According to the survey, support for the protests was largely driven by the fact 70.9 percent of respondents who were aware of the KPK Law revision believed it would weaken the antigraft body.
recent study conducted by the Indonesian Survey Institute (LSI) has revealed high public dissatisfaction against the controversial revision of the Corruption Eradication Commission (KPK) Law and indicated support for calls for the issuance of a government regulation in lieu of law (Perppu) to revoke the revision, a rebuttal to claims made by the government and its supporters that the revision had wide support.
The House of Representatives passed the new KPK bill last month despite criticism from activists and academics that the revision contained articles that would weaken the antigraft body.
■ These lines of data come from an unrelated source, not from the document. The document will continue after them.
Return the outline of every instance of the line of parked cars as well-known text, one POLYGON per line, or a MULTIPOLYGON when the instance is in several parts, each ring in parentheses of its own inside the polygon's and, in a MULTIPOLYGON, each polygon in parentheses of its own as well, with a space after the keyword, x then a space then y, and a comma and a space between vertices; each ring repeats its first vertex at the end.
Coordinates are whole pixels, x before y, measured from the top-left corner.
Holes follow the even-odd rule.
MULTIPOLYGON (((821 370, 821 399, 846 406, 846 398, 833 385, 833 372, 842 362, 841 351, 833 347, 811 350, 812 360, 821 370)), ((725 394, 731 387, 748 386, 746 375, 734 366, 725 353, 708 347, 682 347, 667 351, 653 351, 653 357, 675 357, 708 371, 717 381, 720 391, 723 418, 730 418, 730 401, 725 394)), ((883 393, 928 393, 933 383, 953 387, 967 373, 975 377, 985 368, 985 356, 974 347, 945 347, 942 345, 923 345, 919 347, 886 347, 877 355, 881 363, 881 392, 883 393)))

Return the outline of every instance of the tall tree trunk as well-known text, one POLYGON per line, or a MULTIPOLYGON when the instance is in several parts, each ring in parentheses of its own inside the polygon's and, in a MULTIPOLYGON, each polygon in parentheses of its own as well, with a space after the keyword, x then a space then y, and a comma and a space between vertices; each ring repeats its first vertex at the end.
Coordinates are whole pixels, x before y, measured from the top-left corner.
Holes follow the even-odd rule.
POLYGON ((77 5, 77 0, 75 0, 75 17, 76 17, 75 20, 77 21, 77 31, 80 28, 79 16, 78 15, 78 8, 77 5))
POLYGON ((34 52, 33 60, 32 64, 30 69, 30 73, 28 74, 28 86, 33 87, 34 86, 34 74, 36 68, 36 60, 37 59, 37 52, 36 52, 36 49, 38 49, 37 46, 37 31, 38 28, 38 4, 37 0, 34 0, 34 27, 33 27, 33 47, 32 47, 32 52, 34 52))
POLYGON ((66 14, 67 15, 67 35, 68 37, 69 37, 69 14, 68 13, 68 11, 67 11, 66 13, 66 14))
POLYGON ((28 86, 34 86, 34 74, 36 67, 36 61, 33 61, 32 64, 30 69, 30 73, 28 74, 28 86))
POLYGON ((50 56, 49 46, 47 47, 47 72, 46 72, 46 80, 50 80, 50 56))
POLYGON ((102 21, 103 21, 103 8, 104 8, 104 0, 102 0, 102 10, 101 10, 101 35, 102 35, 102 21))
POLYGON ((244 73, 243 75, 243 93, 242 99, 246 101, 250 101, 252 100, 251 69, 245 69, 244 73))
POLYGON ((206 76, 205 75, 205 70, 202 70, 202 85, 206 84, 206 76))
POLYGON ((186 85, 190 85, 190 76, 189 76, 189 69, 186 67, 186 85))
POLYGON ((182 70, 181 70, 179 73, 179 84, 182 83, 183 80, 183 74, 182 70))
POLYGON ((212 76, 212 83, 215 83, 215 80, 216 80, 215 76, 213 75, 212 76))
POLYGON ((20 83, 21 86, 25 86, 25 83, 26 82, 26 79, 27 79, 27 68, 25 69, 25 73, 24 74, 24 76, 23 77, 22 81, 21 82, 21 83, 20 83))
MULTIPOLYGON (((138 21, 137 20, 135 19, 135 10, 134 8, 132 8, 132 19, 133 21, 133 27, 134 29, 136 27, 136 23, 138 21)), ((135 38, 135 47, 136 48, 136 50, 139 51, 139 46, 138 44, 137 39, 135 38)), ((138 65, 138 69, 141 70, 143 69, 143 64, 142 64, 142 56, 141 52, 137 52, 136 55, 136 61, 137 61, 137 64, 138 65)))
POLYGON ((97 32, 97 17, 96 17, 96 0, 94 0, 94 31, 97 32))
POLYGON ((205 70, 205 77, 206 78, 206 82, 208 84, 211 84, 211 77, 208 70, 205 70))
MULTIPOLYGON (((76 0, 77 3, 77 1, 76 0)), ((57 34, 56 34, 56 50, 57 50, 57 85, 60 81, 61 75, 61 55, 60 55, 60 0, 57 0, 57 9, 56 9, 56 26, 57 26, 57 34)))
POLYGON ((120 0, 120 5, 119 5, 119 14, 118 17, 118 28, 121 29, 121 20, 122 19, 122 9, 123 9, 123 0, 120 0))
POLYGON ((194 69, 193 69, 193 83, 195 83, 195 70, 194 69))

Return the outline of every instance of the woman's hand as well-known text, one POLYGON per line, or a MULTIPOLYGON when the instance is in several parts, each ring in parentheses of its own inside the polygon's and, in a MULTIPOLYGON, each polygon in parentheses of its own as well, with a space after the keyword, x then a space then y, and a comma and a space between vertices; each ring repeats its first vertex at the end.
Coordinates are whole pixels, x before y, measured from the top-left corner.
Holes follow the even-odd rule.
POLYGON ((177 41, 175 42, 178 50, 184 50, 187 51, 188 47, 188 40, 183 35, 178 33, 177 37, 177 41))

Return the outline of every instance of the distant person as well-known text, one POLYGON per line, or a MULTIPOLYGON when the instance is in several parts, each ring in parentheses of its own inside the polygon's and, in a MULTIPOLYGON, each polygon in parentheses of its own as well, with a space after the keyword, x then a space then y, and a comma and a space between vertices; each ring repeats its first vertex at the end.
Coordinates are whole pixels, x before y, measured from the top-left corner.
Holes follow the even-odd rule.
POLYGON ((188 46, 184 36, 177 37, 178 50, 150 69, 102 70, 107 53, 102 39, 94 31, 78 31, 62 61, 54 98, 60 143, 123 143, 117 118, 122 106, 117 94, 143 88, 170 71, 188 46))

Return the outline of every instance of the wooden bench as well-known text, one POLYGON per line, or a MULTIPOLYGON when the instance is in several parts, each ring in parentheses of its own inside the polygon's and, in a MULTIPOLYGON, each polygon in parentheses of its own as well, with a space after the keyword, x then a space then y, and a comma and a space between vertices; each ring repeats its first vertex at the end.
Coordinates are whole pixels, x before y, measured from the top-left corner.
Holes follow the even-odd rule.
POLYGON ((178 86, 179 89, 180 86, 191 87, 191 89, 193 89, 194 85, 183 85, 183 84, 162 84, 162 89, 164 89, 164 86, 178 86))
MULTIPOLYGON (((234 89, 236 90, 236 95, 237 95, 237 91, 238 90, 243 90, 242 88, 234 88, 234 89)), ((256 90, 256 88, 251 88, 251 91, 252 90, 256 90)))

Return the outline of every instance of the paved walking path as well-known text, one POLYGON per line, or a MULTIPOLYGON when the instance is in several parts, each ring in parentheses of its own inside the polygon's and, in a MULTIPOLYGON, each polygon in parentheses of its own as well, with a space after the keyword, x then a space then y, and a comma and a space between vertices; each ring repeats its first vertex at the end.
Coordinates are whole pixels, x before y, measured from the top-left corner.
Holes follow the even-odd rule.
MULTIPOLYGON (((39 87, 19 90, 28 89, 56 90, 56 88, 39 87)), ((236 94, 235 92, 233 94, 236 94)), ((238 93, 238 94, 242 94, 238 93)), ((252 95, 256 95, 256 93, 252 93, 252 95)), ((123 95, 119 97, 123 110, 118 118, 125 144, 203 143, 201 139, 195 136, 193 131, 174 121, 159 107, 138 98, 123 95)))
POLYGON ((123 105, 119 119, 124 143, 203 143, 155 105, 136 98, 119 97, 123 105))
The move ignited a wave of online and offline protests across the country, mainly staged by university students, who called on President Joko "Jokowi" Widodo to issue a Perppu, among other demands. The protests also resulted in the deaths of at least three protesters.
The protests in Jakarta began on Sept. 24, the same day Presidential Chief of Staff Moeldoko claimed the government and the House had decided to approve the passage of the bill, citing a survey released by the Kompas research and development division to claim “more people support the revision of the KPK Law [than do not]”.
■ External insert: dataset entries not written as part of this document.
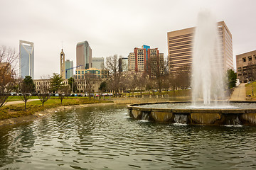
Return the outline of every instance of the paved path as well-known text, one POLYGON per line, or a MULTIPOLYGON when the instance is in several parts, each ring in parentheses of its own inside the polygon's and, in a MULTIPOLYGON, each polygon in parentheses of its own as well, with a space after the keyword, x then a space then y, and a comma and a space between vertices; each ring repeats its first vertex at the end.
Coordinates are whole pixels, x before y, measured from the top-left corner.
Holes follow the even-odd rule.
POLYGON ((232 93, 230 101, 245 101, 246 100, 246 92, 245 86, 246 83, 239 84, 238 86, 235 87, 233 92, 232 93))
MULTIPOLYGON (((28 101, 28 102, 33 101, 39 101, 39 99, 30 99, 28 101)), ((23 101, 9 101, 5 104, 5 106, 20 104, 20 103, 24 103, 24 102, 23 101)))

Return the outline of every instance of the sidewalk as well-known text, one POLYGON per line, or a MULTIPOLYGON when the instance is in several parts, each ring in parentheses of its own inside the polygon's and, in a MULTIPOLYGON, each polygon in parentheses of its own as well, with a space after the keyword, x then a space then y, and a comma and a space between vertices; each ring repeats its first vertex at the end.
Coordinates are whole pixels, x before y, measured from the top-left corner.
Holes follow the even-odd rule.
MULTIPOLYGON (((33 101, 39 101, 39 99, 30 99, 28 101, 28 102, 33 101)), ((24 102, 23 101, 9 101, 4 106, 20 104, 20 103, 24 103, 24 102)))
POLYGON ((230 101, 245 101, 246 92, 245 86, 246 83, 240 84, 238 86, 235 87, 232 93, 230 101))

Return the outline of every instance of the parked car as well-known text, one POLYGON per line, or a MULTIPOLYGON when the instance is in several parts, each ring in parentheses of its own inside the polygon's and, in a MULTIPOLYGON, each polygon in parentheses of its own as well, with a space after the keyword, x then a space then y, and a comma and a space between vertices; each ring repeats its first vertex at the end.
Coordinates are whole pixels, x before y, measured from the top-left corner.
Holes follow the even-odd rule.
POLYGON ((103 94, 102 94, 102 96, 108 96, 109 94, 108 94, 107 93, 103 93, 103 94))

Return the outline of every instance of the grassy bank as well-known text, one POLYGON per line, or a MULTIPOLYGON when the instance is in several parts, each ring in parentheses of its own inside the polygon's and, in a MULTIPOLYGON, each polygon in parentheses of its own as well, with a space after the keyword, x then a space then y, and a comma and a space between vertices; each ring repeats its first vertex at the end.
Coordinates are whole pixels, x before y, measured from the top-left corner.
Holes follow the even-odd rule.
POLYGON ((58 98, 53 98, 48 100, 43 107, 42 103, 40 101, 34 101, 27 103, 26 110, 24 110, 24 103, 4 106, 3 108, 0 108, 0 120, 33 115, 36 112, 41 111, 46 108, 58 107, 60 106, 72 106, 109 102, 110 101, 97 100, 93 98, 90 100, 87 98, 65 98, 63 101, 63 104, 61 105, 60 99, 58 98))

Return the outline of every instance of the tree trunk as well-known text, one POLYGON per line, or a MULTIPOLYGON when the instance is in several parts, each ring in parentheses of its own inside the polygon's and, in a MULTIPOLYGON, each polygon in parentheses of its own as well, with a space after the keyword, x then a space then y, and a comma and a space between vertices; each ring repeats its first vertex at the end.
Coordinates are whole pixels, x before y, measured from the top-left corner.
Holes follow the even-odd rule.
POLYGON ((26 110, 26 101, 25 101, 25 110, 26 110))

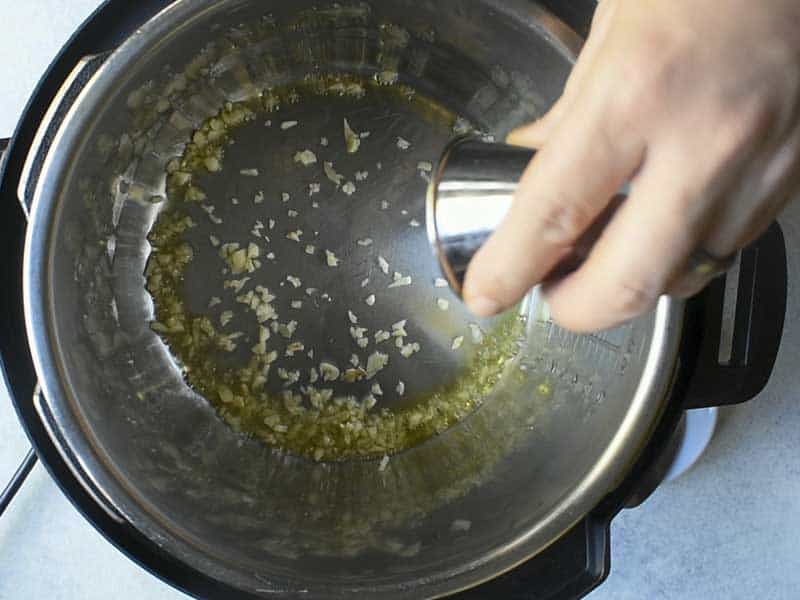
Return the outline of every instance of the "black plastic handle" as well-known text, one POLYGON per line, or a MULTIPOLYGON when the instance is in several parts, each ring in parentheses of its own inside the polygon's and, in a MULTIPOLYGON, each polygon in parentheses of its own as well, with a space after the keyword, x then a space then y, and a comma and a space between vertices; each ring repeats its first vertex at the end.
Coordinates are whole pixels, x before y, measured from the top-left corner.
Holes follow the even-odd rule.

According to the survey, released on Sept. 16, 44.9 percent of respondents supported the revision while only 33.9 percent said they disagreed with the bill.
The hashtag #SupportKPKBillalso emerged on Twitter, which many believed was amplified by pro-government paid social media influencers, known as buzzers, and bot accounts in an effort to counter the #TolakRUUKPK(oppose the KPK bill) hashtag initiated by protesters.
The LSI study released on Oct. 6, however, revealed findings to the contrary.
The survey, based on interviews conducted between Oct. 4 and 5 with 1,010 respondents from across the country, showed that 60.7 percent of those who were aware of the student protests and the KPK Law revision were in support of the rallies. Only 5.9 percent were against the protests, while the remaining 31 percent chose to stay neutral and the remaining declined to answer.